Dopo l’invasione dell’Ucraina, l’ambasciata russa a Roma si è trovata davanti alla difficoltà di raccontare a Mosca un’Italia diversa, quella in cui il governo di Mario Draghi ha scelto la linea dell’intransigenza europeista e atlantista. L’ambasciatore Razov è rimasto spiazzato, in difficoltà come dimostrano dichiarazioni aggressive che non rispecchiano il suo spirito, come hanno raccontato persone che lo conoscono. I suoi uomini, intanto, hanno continuato a lavorare. Il caso più clamoroso è quello di Oleg Kostyukov, funzionario d’ambasciata e figlio del direttore dell’intelligence militare russa Igor Kostyukov. Il diplomatico, in Italia dal 2019, è l’uomo che ha acquistato i biglietti aerei per la missione di Matteo Salvini, leader della Lega a Mosca, poi saltata dopo che la notizia del viaggio è stata resa nota. C’è poi Daria Pushkova, la cui attività è stata raccontata dal quotidiano Domani. È una giornalista, figlia di Aleksej Puskov, esponente del partito Russia unita di cui dirige il comitato sull’informazione. In Italia lavora come direttrice del centro di scienza e cultura dell’ambasciata ma è stata spesso ospite sui media italiani per portare il punto di vista della Russia.

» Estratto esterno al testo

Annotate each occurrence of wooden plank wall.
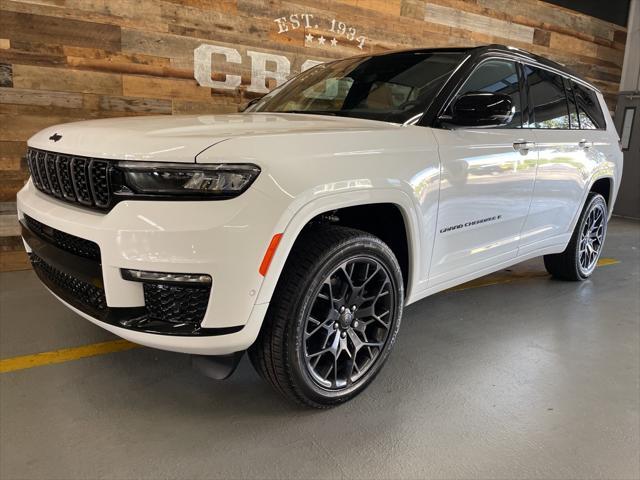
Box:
[0,0,626,268]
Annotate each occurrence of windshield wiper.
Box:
[278,110,339,117]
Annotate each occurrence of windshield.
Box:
[246,51,464,123]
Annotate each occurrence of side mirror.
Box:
[440,92,516,127]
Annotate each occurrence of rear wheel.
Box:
[249,226,404,408]
[544,192,608,281]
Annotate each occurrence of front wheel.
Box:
[249,225,404,408]
[544,192,608,281]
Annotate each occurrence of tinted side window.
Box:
[524,65,570,129]
[571,82,606,129]
[458,60,522,128]
[564,78,580,130]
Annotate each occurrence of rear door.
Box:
[519,65,600,254]
[429,59,538,286]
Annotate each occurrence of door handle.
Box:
[513,140,536,155]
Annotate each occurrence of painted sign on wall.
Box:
[193,13,367,93]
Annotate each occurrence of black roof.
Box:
[376,43,599,90]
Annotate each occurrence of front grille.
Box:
[27,148,112,210]
[24,215,100,262]
[144,283,211,326]
[30,253,107,311]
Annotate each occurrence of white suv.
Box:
[18,45,622,407]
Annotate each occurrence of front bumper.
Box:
[18,178,277,355]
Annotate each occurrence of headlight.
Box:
[114,162,260,198]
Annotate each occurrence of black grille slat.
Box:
[71,157,93,205]
[36,152,51,194]
[27,150,42,190]
[44,153,62,198]
[56,155,77,202]
[24,215,100,262]
[26,148,114,210]
[89,159,110,208]
[30,253,107,310]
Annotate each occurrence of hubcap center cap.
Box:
[338,308,353,329]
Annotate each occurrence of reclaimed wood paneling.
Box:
[0,0,626,266]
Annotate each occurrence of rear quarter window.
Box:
[524,65,571,129]
[571,82,607,130]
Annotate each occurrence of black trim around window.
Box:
[428,46,606,131]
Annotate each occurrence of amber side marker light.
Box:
[258,233,282,277]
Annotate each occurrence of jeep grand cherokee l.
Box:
[18,45,622,408]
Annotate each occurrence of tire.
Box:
[544,192,608,281]
[249,225,404,408]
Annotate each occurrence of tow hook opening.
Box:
[191,350,244,380]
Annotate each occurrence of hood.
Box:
[28,113,391,163]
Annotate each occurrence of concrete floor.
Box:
[0,219,640,479]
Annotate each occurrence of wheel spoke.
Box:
[302,257,396,390]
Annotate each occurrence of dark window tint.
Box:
[564,78,580,130]
[246,51,463,123]
[524,65,571,129]
[571,82,606,129]
[458,60,522,128]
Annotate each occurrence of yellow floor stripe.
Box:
[0,340,140,373]
[598,258,620,267]
[0,258,620,373]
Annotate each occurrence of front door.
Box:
[429,59,538,286]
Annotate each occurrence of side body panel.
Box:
[429,129,537,286]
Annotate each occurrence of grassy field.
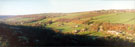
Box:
[0,10,135,44]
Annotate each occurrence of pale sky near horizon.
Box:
[0,0,135,15]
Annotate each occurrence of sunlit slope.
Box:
[93,13,135,24]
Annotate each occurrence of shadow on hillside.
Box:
[0,24,134,46]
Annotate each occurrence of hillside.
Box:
[0,9,135,46]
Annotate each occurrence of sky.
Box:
[0,0,135,15]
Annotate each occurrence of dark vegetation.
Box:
[0,23,134,46]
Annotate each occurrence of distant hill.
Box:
[0,15,12,19]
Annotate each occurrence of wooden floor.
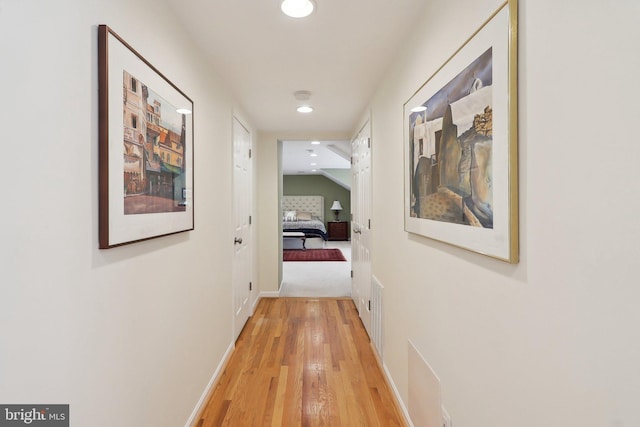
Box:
[196,298,406,427]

Come dimenticare, infine, lo Scheherazade, il favoloso yacht di 140 metri che si trova in un cantiere navale di Carrara. Ora è sequestrato dalla Guardia di Finanza che sospettano che dietro una fitta rete di società e prestanome si nasconderebbe il vero proprietario: il presidente Vladimir Putin. Come raccontato da Repubblica, durante gli accertamenti la Finanza ha compiuto un blitz a sorpresa a bordo del panfilo identificando l’equipaggio: i nomi sono tutti quelli di funzionari del GRU, noti all’intelligence italiana. La mattina dopo, al loro ritorno a bordo, i finanzieri non trovano che un paio di marinai con passaporto inglese. Gli altri erano già spariti nel nulla.